Fig. 4: NRF2 overexpression is essential for adaptation of OE19-PT cells to lapatinib.

A NRF2 transcript levels were measured by qPCR to demonstrate decreased expression in OE19-PT cells stably transduced with doxycycline inducible shNRF2 (i-shNRF2) encoding lentiviral particles after incubation with 50 ng/mL doxycycline (Dox) for 24 h (n = 3). B OE19-PT cells expressing inducible shScr or shNRF2 were incubated with DMSO or with lapatinib (500 nM), without or with doxycycline (Dox; 50 ng/mL) for 12 days. Cell density was quantified by crystal violet staining. The data are expressed as fold relative to the day drugs were added (day 0) (n = 3).
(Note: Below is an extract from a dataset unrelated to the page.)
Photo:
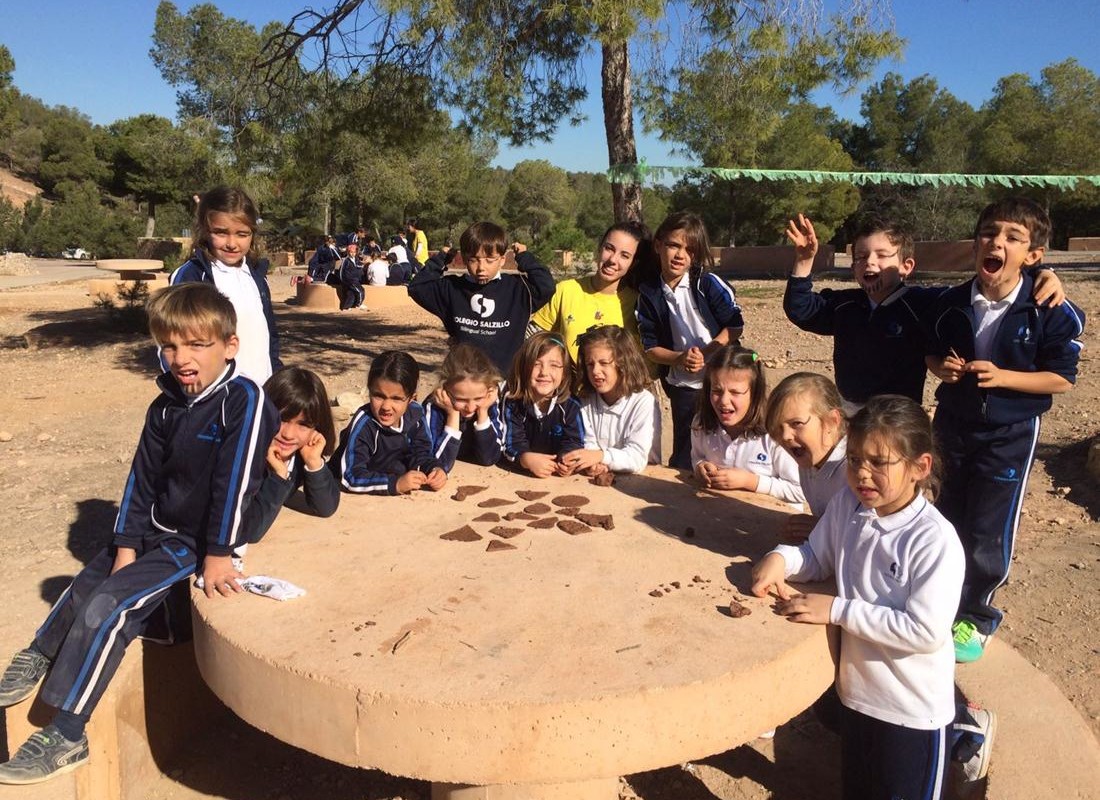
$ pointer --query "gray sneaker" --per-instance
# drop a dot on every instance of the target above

C Immunoblot analysis showing increased level of NRF2 expression in OE19-PT cells silenced with siKEAP1 (+) RNA for 24 h. OE19-PT cells transfected with scrambled siScr (−) RNA were used as control. GAPDH expression was used as loading control. Similar results were obtained in two independent experiments. D Quantification of cell density by crystal violet staining of OE19-PT cells silenced with siScr (−) or siKEAP1 (+), alone or in combination with lapatinib treatment (500 nM) for 3 days (n = 4). E Immunoblot analysis showing increased level of NRF2 expression in OE19-PT cells stably transduced with NRF2 encoding lentiviral particles. β-Tubulin expression was used as loading control. Similar results were obtained in three independent experiments. F Quantification of cell density by crystal violet staining of Ctrl (empty vector) and NRF2 over-expressing OE19-PT cells treated with lapatinib (500 nM) for 6 days. The data are expressed as fold relative to the day lapatinib was added (day 0) (n = 3). Statistical analyses were performed by one-way ANOVA (D) or unpaired t-test (A, B, F).